For same-sex twins with known zygosity, the site-specific SIR estimates for the MZ and the DZ twins are generally close to each other (Table 7). For 20 of the 40 sites investigated, the SIR point estimate is greater among the MZ than the DZ twins, and this difference is most pronounced for the prostate and testis cancer (prostate: 1.11; 95% CI [1.05, 1.17]) and 1.03 (95% CI [0.99, 1.08]) for MZ and DZ, respectively, and for testis, the values are 1.36 (95% CI [1.12, 1.65]) and 1.08 (95% CI [0.91, 1.28]) for MZ and DZ, respectively. Other notable sites where MZ values were significantly lower than DZ values include colon, pancreas and lung. In contrast, there were no zygosity differences in the SIR estimates for kidney cancer, which were significantly lower among both MZ and DZ twins.
Note: Expected numbers based on national population; SIR (O/E) with 95% CI.
MZ = monozygotic twins, DZ = dizygotic twins and UZ = unknown zygosity.
Discussion
This study reports on mortality and cancer incidence in twin cohorts from four Nordic countries with a long tradition of population-based research based on national registers. The data comprise information on more than 260,000 twins and enable research into genetic influences on the liability to develop specific types of cancer beyond what has previously been possible. Further, the twin design allows studies of environmental causes of cancer while accounting for background genetic and familial influences.

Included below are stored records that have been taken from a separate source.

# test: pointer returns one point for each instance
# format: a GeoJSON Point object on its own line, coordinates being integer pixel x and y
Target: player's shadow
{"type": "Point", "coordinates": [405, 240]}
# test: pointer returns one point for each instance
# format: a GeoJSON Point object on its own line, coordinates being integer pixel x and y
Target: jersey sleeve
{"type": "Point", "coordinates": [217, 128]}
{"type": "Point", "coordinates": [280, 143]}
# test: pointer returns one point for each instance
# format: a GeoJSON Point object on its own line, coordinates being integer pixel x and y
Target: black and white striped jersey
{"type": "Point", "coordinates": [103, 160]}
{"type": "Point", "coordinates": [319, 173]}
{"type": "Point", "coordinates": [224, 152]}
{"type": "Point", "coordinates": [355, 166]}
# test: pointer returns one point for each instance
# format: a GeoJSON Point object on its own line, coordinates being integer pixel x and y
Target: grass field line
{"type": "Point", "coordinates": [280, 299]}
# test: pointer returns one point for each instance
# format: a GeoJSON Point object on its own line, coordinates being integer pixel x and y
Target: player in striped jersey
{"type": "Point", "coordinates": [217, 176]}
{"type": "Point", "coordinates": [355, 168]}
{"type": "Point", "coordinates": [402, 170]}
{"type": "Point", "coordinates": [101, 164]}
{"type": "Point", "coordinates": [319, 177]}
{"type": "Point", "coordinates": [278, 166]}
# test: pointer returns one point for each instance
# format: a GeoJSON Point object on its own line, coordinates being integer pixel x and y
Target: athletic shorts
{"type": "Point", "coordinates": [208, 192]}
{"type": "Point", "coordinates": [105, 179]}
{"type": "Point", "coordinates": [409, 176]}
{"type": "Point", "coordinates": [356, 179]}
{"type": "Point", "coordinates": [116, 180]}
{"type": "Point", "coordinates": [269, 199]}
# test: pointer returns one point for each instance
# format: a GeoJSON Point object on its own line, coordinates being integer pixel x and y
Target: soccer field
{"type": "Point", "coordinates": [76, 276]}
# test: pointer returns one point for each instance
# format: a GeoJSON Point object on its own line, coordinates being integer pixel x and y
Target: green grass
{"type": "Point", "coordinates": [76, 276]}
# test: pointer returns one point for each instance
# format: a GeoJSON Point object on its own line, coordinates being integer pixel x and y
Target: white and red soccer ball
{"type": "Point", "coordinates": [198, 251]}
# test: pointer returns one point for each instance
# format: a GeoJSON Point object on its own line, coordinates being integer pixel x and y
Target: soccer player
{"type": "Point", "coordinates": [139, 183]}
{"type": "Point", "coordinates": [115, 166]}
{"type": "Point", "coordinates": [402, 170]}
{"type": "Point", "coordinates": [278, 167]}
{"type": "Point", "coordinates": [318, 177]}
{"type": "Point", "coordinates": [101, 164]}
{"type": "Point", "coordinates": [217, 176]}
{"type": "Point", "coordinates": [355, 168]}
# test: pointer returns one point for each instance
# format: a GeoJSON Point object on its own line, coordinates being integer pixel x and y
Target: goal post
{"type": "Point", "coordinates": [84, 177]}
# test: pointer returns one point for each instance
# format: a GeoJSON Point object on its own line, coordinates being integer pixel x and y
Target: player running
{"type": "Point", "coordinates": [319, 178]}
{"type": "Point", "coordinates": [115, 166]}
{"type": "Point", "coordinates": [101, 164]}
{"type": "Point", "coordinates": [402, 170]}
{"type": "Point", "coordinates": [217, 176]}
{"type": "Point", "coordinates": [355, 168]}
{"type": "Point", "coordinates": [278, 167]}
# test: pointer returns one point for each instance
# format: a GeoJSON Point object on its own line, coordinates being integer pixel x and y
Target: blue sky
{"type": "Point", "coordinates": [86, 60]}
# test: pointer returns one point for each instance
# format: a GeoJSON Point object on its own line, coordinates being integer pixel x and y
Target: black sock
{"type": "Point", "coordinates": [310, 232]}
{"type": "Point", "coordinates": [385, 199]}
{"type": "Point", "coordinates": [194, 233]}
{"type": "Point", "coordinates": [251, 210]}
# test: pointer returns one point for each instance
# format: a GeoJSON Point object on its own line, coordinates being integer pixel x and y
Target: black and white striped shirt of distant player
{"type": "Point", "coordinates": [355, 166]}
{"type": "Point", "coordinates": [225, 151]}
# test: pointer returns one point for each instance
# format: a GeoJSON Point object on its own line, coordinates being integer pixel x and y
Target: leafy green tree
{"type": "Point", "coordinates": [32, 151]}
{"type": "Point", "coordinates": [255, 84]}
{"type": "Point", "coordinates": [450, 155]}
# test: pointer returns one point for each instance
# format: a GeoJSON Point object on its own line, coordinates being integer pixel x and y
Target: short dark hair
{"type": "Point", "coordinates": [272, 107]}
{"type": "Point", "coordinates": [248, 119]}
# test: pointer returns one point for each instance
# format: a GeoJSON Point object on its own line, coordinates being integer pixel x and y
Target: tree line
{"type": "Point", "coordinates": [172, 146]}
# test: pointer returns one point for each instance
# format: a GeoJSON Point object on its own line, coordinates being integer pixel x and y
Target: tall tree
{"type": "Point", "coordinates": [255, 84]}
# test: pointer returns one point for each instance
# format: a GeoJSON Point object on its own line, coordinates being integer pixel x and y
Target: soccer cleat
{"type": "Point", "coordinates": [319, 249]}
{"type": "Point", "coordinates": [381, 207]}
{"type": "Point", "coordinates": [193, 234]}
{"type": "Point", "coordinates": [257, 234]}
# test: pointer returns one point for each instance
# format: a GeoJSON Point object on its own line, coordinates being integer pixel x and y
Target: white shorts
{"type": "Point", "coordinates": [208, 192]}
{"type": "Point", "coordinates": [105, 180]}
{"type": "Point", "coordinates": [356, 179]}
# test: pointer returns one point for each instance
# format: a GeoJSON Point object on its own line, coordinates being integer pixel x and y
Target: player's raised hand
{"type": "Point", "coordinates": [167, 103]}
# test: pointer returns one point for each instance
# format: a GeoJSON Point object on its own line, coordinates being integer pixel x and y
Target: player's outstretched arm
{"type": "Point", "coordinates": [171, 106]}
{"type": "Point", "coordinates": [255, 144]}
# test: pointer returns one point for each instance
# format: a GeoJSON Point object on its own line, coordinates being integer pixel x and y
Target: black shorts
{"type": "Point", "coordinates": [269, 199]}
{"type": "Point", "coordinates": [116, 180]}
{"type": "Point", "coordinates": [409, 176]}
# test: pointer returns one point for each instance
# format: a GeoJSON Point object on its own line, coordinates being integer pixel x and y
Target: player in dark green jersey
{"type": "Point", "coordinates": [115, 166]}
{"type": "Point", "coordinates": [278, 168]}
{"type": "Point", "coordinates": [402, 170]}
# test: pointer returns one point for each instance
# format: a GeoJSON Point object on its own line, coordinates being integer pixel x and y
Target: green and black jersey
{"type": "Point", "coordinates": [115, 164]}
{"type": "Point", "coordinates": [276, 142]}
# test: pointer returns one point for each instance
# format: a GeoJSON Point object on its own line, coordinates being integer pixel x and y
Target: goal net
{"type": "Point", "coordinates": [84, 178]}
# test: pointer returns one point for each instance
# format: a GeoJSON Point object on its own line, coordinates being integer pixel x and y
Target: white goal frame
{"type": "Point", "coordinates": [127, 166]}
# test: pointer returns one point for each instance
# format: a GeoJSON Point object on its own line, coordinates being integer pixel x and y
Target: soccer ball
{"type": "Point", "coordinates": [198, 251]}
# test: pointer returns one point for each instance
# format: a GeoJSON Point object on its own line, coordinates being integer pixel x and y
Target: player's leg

The Nordic twin registers are regularly linked with national population registers to update information on death. Follow-up for emigration has not always been considered important in these studies because its magnitude has remained small, but when the follow-up times increase, the dates of emigration as an end-of-follow-up event should also be systematically linked to these twin registers. Even a small proportion of never-dying persons will bias the SMR and SIR estimates markedly downward (Pukkala, Reference Pukkala and Dillner2011). Therefore, it is important to link every research cohort with the population registry before follow-up studies to confirm that every person in the cohort really exists in the population, either alive or with date of emigration or death.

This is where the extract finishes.